LBTS-εpsilon (version 2015)
This page describes an old version of the computer (corresponding to the year 2015).
For a description of the current implementation, follow this link
LBTS-εpsilon (version 2015)
A compact single-user supercomputer
31 Tflops (at FP32 precision)
256 GB RAM (max in single motherboard)
12000+ math coprocessors (FPUs)
100% allocated to the research of LBTS
LBTS-εpsilon is our own small supercomputer, which design combines "relatively affordable and small" (hence the name) with "massively parallel supercomputer".
Smallness & affordability produce the key advantage of not having to share the computer with different research groups: its resources are allocated 100% to us. As a consequence, and in spite of being a modest machine when compared with todays' most powerful computers, LBTS-εpsilon gives us forefront numerical calculation capabilities (see comparisons).
The computer has a hybrid architecture composed by CPU processors (x86_64 instruction set, 64 cores distributed in three nodes) plus GPGPU cards configured as mathematical coprocessors (nVidia CUDA, 12288 cores total in three nodes, one FPU per core). The system is optimized for math operations at FP32 precision, in which it delivers 31Tflops max computing speed. (It is able of 2.7Tflops at FP64 precision; for comparison, a typical x86_64 core is able of about 0.01 TflopsFP64, 0.02 TflopsFP32).

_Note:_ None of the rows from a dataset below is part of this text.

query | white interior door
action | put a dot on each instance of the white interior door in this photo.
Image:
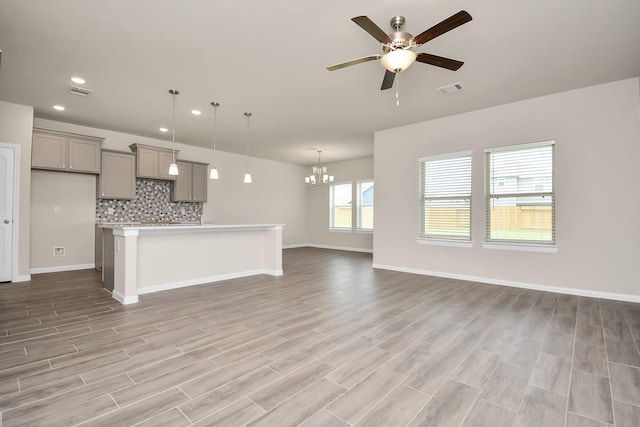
(7, 159)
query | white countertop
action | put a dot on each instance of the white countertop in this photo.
(152, 228)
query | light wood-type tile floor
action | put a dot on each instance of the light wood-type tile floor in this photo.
(333, 342)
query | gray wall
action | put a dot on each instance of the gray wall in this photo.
(597, 134)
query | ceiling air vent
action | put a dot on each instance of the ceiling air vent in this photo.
(452, 88)
(80, 91)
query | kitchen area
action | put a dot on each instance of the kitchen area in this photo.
(149, 231)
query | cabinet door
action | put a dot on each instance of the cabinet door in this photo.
(147, 163)
(84, 156)
(49, 152)
(182, 187)
(118, 177)
(199, 182)
(164, 160)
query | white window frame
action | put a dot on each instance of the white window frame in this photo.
(519, 244)
(359, 227)
(441, 239)
(332, 227)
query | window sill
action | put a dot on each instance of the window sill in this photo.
(526, 247)
(453, 243)
(340, 230)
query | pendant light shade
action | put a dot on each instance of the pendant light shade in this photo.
(173, 167)
(319, 175)
(247, 175)
(214, 171)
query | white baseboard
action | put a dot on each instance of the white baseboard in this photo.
(124, 300)
(337, 248)
(524, 285)
(296, 245)
(60, 268)
(206, 280)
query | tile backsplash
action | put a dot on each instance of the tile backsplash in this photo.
(152, 203)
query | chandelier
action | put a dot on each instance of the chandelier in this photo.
(319, 175)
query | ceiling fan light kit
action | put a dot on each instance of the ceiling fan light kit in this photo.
(398, 46)
(398, 60)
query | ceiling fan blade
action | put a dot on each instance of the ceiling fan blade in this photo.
(387, 81)
(354, 62)
(439, 61)
(448, 24)
(370, 27)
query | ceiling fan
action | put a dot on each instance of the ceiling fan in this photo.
(398, 46)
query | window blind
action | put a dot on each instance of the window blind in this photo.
(520, 199)
(445, 197)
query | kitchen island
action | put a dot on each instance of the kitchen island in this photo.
(149, 258)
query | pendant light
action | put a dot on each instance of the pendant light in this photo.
(247, 175)
(173, 167)
(214, 171)
(319, 175)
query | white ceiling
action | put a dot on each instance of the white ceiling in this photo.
(269, 57)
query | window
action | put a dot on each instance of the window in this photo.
(340, 205)
(520, 201)
(445, 196)
(365, 205)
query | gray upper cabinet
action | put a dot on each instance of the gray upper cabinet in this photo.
(118, 177)
(152, 162)
(61, 151)
(191, 183)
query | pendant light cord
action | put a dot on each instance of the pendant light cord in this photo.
(173, 126)
(248, 116)
(215, 126)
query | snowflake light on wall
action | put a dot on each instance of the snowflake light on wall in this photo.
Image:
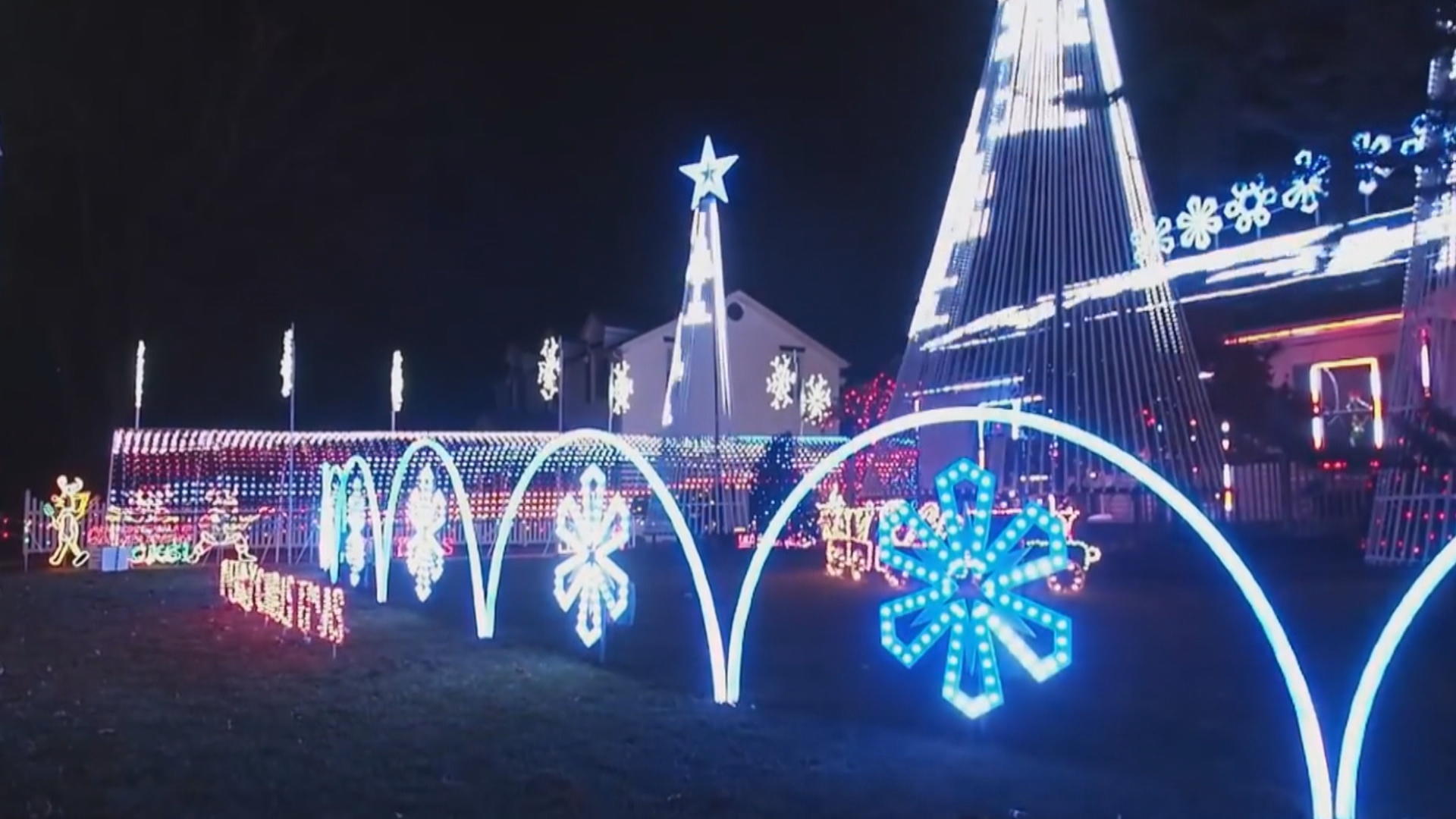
(1369, 149)
(781, 382)
(590, 529)
(1200, 223)
(1250, 207)
(1152, 242)
(967, 599)
(1307, 187)
(620, 388)
(548, 369)
(817, 400)
(424, 554)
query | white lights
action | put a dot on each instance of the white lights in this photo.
(286, 363)
(548, 368)
(619, 392)
(1305, 713)
(140, 379)
(781, 382)
(592, 528)
(424, 554)
(708, 174)
(397, 382)
(817, 400)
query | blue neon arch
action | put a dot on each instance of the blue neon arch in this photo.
(329, 553)
(1308, 720)
(1373, 673)
(485, 608)
(383, 550)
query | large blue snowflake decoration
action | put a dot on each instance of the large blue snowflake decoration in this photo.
(590, 531)
(968, 595)
(1307, 186)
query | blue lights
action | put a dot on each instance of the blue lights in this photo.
(1310, 183)
(967, 601)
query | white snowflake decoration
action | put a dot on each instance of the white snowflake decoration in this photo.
(817, 400)
(1250, 206)
(548, 371)
(590, 531)
(1152, 242)
(781, 382)
(1369, 149)
(424, 556)
(620, 388)
(356, 554)
(1200, 223)
(1307, 187)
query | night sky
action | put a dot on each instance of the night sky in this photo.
(449, 178)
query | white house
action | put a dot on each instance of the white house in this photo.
(756, 335)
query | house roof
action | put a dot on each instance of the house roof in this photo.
(667, 328)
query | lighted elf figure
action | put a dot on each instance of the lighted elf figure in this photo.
(223, 528)
(354, 519)
(66, 512)
(425, 510)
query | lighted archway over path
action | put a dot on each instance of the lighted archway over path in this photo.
(329, 553)
(485, 610)
(384, 547)
(1305, 714)
(1373, 673)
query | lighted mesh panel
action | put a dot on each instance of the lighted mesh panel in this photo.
(1022, 303)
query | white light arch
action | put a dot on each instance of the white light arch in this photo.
(1310, 738)
(1373, 673)
(329, 553)
(485, 610)
(384, 547)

Usually, other supercomputers serve hundreds of researchers simultaneously. In these computers, each investigation benefits from only a small fraction of the total computing capabilities. The 31Tflops math performance of LBTS-εpsilon suffices to nominally enter in Spain's top-10 list of supercomputers but, in practice, the main benefit of our setup derives from its single-user character: This is illustrated by the table below, comparing LBTS-εpsilon with some typical supercomputers. In that table, the main figures of interest are the Tflops per user and the maximum RAM memory in a single motherboard. The first determines the speed seen by each computing job. The second determines the size of the largest problem that can be efficiently handled by the computer (i.e., without the performance bottlenecks of node interconnects and/or scratch disk accesses). LBTS-εpsilon is very competitive in both aspects.
|computer||peak computing speed (FP32)||number of math cores (i.e., FPUs)||typical number|
|Tflops per user||max RAM in single board|
|31 Tflops||12288||1||31||256 GB|
(top computer in Spain,
29th worldwide in 2013)
|2034 Tflops||48896||58 ||35||32 GB|
(top computer in Galicia)
|32 Tflops||2528||345 ||0.1||128 GB |
( 1 TB  )
Table valid as of May 2015. Footnotes:
 Number of research projects accepted by the access comitee in february 2015.

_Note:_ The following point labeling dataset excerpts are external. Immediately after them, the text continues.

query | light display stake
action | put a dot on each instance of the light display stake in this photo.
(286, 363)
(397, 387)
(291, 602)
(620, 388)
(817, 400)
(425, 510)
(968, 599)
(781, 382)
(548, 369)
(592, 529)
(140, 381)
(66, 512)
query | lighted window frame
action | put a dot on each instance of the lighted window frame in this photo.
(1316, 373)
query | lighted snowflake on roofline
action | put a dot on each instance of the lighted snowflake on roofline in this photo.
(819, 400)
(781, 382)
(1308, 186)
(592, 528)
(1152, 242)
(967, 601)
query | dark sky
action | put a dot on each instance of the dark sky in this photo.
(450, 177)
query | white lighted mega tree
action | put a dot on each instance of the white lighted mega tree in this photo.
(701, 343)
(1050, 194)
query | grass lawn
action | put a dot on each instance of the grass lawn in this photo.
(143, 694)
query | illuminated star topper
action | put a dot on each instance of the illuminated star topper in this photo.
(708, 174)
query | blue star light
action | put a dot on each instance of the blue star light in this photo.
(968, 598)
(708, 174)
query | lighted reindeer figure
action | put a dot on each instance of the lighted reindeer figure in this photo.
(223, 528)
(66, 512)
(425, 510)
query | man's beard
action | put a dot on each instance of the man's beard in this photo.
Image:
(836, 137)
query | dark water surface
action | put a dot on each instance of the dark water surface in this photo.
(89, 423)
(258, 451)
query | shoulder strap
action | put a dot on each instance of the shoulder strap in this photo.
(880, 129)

 Number of users acording to the 2012 annual report.
 The 1 TB space is accessible only with special permission and from a single node capable of 0.5 Tflops.
LBTS-εpsilon has a mixed CPU+GPU architecture, distributed in only three nodes. The "node BIG" is built upon an HP Proliant DL585G7 server with 48 CPU cores AMD Opteron and 256 GB of main RAM. The "node small 1" and "node small 2" are also based on Proliant servers. We performed custom modifications of the power source subsystem of these computers to be able to accomodate a number of CUDA cards larger than originally specified by the manufacturer; the specific cards (nVidia GTX660Ti or GTX570 depending on the node) were chosen for their advantageous performance-per-watt figures.
The two small secondary nodes are used for the crucial purpose of developing and optimizing the software routines for each research. The optimization for CUDA coprocessors usually involves calling the corresponding specialized versions of most scientific libraries (CUBLAS, MAGMA or HiPLAR, etc.) or compiling the code against CUDA-enabled math libraries.
If some calculation demands it, it is possible to move further GPU cards from the secondary nodes to the larger one, for a total of 27.8Tflops, 11376 cores in the main node.